A Gourmetização não pode parar

Quando eu era criança, vez por outra meus pais me levavam até uma lanchonete chamada Komilão, aqui em Cuiabá. A lanchonete consistia em um trailer, provavelmente uma Kombi surrada, que teve seu espaço traseiro transformado, com a instalação de uma chapa, recipientes para carnes, saladas e outros complementos. O veículo ficava estacionado em uma esquina abandonada e o chapeiro ficava lá, de boa, fritando seus hambúrgueres vendidos a preços módicos.

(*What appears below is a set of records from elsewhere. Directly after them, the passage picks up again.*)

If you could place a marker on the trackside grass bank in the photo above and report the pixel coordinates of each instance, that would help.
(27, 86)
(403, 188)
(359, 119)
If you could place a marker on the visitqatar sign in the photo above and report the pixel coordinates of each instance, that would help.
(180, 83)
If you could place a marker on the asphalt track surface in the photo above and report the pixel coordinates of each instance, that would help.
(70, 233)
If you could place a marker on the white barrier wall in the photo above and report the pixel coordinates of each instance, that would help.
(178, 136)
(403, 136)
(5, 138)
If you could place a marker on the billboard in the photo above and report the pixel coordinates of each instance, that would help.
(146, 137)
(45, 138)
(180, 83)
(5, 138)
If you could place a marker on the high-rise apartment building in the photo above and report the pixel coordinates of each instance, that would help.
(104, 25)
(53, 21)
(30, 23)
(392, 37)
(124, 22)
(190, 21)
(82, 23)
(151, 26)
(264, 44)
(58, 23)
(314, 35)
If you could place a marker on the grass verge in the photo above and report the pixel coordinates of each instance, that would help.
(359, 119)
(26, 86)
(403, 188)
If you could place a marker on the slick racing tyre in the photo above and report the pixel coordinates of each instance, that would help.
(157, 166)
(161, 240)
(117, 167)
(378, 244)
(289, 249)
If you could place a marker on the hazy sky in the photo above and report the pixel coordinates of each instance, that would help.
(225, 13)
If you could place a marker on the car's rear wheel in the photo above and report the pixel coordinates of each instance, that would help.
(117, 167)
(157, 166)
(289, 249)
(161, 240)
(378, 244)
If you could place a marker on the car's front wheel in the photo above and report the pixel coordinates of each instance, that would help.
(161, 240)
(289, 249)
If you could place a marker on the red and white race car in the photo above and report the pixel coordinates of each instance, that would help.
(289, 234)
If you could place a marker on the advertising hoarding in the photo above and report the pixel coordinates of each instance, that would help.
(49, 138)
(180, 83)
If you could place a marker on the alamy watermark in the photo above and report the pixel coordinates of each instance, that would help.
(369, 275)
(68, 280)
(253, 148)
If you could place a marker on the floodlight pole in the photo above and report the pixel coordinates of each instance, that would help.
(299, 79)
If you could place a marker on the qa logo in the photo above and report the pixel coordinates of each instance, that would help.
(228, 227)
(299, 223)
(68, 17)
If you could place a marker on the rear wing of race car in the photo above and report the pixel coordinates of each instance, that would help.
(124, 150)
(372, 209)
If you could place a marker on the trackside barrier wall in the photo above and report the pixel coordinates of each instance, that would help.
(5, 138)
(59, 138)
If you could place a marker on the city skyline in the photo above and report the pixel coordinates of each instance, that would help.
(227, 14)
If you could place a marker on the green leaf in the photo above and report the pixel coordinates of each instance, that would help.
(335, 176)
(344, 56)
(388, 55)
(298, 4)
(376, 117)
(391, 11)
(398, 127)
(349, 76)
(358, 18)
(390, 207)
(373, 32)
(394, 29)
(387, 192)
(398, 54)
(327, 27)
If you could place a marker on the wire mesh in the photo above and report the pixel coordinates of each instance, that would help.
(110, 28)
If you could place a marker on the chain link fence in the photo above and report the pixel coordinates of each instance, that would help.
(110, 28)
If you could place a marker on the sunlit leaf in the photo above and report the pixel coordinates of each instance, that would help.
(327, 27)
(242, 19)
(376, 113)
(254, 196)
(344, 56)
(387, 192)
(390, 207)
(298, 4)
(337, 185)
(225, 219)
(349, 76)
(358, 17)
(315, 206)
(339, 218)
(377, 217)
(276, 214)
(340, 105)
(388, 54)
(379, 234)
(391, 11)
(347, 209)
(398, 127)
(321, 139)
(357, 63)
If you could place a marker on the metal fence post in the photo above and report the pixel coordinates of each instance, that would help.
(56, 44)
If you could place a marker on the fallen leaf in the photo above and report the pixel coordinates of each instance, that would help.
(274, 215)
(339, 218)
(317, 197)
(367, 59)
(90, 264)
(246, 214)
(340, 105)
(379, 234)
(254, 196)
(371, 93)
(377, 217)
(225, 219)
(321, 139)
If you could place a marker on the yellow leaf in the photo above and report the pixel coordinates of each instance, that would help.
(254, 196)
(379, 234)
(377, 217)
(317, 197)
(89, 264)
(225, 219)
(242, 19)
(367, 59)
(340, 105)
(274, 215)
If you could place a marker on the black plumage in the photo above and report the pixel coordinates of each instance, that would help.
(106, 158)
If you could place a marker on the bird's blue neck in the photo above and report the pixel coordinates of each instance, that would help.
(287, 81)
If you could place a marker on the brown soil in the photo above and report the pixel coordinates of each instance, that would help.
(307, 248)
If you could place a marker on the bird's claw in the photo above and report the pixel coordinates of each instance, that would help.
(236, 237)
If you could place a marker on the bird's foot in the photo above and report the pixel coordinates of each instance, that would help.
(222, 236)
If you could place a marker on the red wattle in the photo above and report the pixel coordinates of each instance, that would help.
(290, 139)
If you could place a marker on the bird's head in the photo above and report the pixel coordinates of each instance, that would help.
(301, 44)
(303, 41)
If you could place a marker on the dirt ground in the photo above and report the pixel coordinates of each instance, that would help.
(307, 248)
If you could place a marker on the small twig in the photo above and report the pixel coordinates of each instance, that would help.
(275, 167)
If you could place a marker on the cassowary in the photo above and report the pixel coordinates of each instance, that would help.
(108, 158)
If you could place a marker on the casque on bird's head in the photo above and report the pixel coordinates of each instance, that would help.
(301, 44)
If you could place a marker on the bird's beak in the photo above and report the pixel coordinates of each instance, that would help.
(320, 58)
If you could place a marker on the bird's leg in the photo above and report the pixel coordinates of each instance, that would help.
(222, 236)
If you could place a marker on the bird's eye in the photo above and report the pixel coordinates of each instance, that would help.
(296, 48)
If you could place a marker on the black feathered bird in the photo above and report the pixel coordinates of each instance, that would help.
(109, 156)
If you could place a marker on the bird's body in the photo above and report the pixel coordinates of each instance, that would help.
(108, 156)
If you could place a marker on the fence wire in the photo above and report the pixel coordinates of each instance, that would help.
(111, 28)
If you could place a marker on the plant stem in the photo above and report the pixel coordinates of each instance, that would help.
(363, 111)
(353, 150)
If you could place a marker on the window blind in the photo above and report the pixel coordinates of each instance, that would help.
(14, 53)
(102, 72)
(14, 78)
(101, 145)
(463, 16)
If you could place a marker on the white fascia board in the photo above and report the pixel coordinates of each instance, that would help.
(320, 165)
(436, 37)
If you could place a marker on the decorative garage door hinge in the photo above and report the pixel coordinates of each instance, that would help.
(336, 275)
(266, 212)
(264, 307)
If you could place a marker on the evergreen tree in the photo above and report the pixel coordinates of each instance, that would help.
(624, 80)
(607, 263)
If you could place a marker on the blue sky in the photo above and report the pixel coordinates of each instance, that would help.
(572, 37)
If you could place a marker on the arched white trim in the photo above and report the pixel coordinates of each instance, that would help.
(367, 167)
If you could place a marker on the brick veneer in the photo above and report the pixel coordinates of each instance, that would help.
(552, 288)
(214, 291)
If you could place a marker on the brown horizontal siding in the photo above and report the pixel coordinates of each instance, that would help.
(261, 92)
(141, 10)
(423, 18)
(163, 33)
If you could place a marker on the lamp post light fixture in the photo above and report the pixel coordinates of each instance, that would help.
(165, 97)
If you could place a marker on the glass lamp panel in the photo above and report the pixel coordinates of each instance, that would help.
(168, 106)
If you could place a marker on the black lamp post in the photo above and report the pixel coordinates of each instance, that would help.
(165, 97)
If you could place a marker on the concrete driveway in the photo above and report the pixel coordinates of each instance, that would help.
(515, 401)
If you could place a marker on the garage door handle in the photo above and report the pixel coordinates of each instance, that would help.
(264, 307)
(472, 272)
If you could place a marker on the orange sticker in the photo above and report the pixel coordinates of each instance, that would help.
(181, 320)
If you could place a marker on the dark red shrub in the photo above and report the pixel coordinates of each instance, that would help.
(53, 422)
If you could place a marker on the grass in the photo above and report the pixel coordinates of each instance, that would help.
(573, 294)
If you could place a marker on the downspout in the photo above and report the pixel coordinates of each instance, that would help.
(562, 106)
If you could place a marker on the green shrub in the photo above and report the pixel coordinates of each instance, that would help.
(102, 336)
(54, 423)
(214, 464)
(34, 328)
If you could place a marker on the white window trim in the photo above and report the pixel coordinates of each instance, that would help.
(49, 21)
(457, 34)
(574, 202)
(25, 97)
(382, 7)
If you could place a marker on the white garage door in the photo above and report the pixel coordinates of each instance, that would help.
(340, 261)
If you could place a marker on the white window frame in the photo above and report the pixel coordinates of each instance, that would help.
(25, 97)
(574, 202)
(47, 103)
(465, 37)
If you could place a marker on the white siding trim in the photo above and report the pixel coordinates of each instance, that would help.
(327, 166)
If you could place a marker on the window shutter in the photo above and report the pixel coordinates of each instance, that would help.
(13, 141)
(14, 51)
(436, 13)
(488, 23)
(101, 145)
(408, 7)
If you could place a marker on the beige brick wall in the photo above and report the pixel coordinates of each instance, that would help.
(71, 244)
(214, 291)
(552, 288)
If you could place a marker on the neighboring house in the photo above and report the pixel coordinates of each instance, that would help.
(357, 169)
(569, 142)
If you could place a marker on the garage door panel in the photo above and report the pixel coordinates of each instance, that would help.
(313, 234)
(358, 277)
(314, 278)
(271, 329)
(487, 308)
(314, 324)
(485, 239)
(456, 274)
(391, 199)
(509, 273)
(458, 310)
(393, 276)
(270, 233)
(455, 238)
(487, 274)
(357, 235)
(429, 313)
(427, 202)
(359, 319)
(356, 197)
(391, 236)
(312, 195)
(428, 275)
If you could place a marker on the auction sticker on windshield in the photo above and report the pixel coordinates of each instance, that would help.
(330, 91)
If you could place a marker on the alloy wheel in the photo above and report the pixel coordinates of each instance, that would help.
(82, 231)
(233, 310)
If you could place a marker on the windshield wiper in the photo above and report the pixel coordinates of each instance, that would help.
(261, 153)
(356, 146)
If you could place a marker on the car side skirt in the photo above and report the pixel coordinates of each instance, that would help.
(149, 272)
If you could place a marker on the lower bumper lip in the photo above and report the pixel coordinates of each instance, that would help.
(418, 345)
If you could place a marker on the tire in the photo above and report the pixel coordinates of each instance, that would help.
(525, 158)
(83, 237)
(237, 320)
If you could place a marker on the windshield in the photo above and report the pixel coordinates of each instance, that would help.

Assim como o Komilão, existiam diversas outras Kombis sanduicheiras espalhadas pela cidade. Cada família devia ter a de sua preferência. O sanduíche era saboroso e com um preço acessível. Em Cuiabá era famoso o x-bagunça, lanche que continha tudo o que a imaginação humana pudesse imaginar, ou que a Kombi pudesse transportar. Mais tarde, o x-bagunça ganhou sua versão compacta, conhecida como Baguncinha, que nos áureos tempos custava a bagatela de um real. Hoje a inflação chegou, mas eles ainda podem ser encontrados por simpáticos seis reais.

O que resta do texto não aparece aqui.